No sign yet of the Ignoble Bob.

As the morning went on we watched one after another, five sails appear on the horizon and move towards us – Baltazar, Vega, Ratbag, Friendship, Shearwater II. By the appointed 12 noon we were all on site – not bad for a bunch of small sailing boats over a wide ocean. Henk picked up folk off each boat for a lunch party on Tiama and James cooked up a pasta storm with a sauce of every conceivable vegetable and we all told stories about our various journeys.

Then our adventurous videographer, Pascale, climbed the mast for a few shots of all of us grouped around the “Free the Arctic 30” banner to send them some hope and support from the other side of the world. Different companies, different countries thousands of miles apart, but the same issue, the same oil risks, the same climate, the same planet.

I salute them; their course is so much harder than ours.

Jeanette

Westward Ho: Day 2 – the luxury cruise

What sacrifices, what deprivations we have to suffer to chase away the planet destroyers!
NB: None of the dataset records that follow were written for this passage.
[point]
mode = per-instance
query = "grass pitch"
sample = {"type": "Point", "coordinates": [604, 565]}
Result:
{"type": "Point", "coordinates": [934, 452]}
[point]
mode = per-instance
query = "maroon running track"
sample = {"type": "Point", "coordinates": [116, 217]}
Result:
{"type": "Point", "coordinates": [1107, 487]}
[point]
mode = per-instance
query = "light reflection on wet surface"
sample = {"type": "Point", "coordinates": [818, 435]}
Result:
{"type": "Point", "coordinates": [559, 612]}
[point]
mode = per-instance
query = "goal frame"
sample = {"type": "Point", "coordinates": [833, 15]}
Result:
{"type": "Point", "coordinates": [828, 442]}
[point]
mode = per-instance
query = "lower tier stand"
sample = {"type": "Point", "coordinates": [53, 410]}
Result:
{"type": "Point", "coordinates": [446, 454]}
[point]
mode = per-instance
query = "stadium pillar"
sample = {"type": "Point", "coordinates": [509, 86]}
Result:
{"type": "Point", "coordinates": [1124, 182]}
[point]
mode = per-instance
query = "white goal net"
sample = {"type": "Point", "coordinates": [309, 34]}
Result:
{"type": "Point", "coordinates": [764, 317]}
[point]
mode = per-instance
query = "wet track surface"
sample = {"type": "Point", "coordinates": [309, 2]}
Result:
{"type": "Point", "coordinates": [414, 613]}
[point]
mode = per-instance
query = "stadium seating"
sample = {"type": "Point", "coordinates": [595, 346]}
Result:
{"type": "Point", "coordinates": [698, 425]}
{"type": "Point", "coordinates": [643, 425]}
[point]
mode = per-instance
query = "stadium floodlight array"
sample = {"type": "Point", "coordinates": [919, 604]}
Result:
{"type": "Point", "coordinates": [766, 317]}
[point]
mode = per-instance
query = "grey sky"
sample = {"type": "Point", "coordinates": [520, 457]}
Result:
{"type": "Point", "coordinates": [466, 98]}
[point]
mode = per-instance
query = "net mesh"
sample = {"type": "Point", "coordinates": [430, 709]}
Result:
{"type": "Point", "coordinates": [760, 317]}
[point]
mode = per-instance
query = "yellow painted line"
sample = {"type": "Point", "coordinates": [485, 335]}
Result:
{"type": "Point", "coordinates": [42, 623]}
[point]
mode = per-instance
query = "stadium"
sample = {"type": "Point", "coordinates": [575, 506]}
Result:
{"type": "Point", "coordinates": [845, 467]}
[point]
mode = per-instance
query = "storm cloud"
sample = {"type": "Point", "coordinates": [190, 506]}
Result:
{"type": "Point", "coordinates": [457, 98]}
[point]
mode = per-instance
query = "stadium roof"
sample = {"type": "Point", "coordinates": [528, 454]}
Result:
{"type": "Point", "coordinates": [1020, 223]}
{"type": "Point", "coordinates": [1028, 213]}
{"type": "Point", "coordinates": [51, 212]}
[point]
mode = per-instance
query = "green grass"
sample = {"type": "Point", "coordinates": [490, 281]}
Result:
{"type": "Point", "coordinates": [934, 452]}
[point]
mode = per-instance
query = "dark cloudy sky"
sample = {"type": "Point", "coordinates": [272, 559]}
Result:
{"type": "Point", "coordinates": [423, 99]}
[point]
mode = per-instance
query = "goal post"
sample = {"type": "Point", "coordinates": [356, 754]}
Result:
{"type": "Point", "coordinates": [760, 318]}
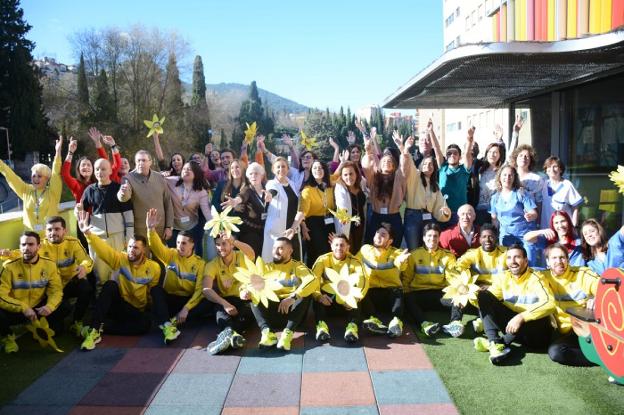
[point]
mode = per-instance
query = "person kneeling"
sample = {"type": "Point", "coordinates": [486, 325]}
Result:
{"type": "Point", "coordinates": [297, 282]}
{"type": "Point", "coordinates": [326, 302]}
{"type": "Point", "coordinates": [519, 304]}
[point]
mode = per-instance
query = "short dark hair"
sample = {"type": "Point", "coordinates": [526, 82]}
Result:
{"type": "Point", "coordinates": [489, 227]}
{"type": "Point", "coordinates": [284, 239]}
{"type": "Point", "coordinates": [519, 247]}
{"type": "Point", "coordinates": [32, 234]}
{"type": "Point", "coordinates": [187, 234]}
{"type": "Point", "coordinates": [57, 219]}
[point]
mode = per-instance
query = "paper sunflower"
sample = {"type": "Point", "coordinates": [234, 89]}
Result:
{"type": "Point", "coordinates": [222, 223]}
{"type": "Point", "coordinates": [42, 333]}
{"type": "Point", "coordinates": [617, 177]}
{"type": "Point", "coordinates": [155, 125]}
{"type": "Point", "coordinates": [250, 132]}
{"type": "Point", "coordinates": [261, 287]}
{"type": "Point", "coordinates": [461, 289]}
{"type": "Point", "coordinates": [344, 285]}
{"type": "Point", "coordinates": [307, 142]}
{"type": "Point", "coordinates": [343, 216]}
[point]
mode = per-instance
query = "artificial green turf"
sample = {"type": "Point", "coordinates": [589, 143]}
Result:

Woke to Mt Taranaki sharp against a clear sky. Breakfast in the sunshine on deck on a near flat sea after a night rocked to sleep by a gentle roll as we motored up the west coast from Wellington. Downside of so little wind was having to burn some fuel but it did give us time to get our sea legs. And the Ignoble Bob Douglas (did I tell you that is the name of the drilling ship? I added the Ig bit for truth enhancement) will be burning enormously more than we ever could.

Last night we picked up Niamh and James from Dunedin just off Mana Island. They had agreed at a few hours’ notice to join us on behalf of their generation, the twenty-somethings, and give us some age balance.They’ve been active in Oil-free Otago which will be the next recipient of Anadarko’s attention, in January – but 35 miles off their coast, compared with 120 miles off Raglan.They have the same concerns, the same issues as us – the potential for devastation of the coast, and the certainty of climate change if this crazy project goes ahead. So now we are seven.

Sipped excellent coffee (I said this is a luxury cruise) and watched a skua, several small albatross and huge flocks of maybe terns (that was the general consensus but none of us are ornithologists) wheeling and feeding as the water boiled with fish. Looking in vain, so far, for whales and dolphins. Tried to banish the mental image of them all spread out on the beach covered with oil.
This afternoon the wind picked up and we’ve had wonderful sailing at 6-7 knots past Cape Egmont and now veering out to sea. We haven’t even lost cell phone link with the mainland yet, but will soon. These sweet conditions may not last, but having been conditioned to expect storms and wet and cold I’m feeling very fortunate.

It feels very like the calm before the storm. We will sail all night and link up tomorrow with the other boats at “the spot marked x”. (You won’t find it on any map.) Then it’s anyone’s guess.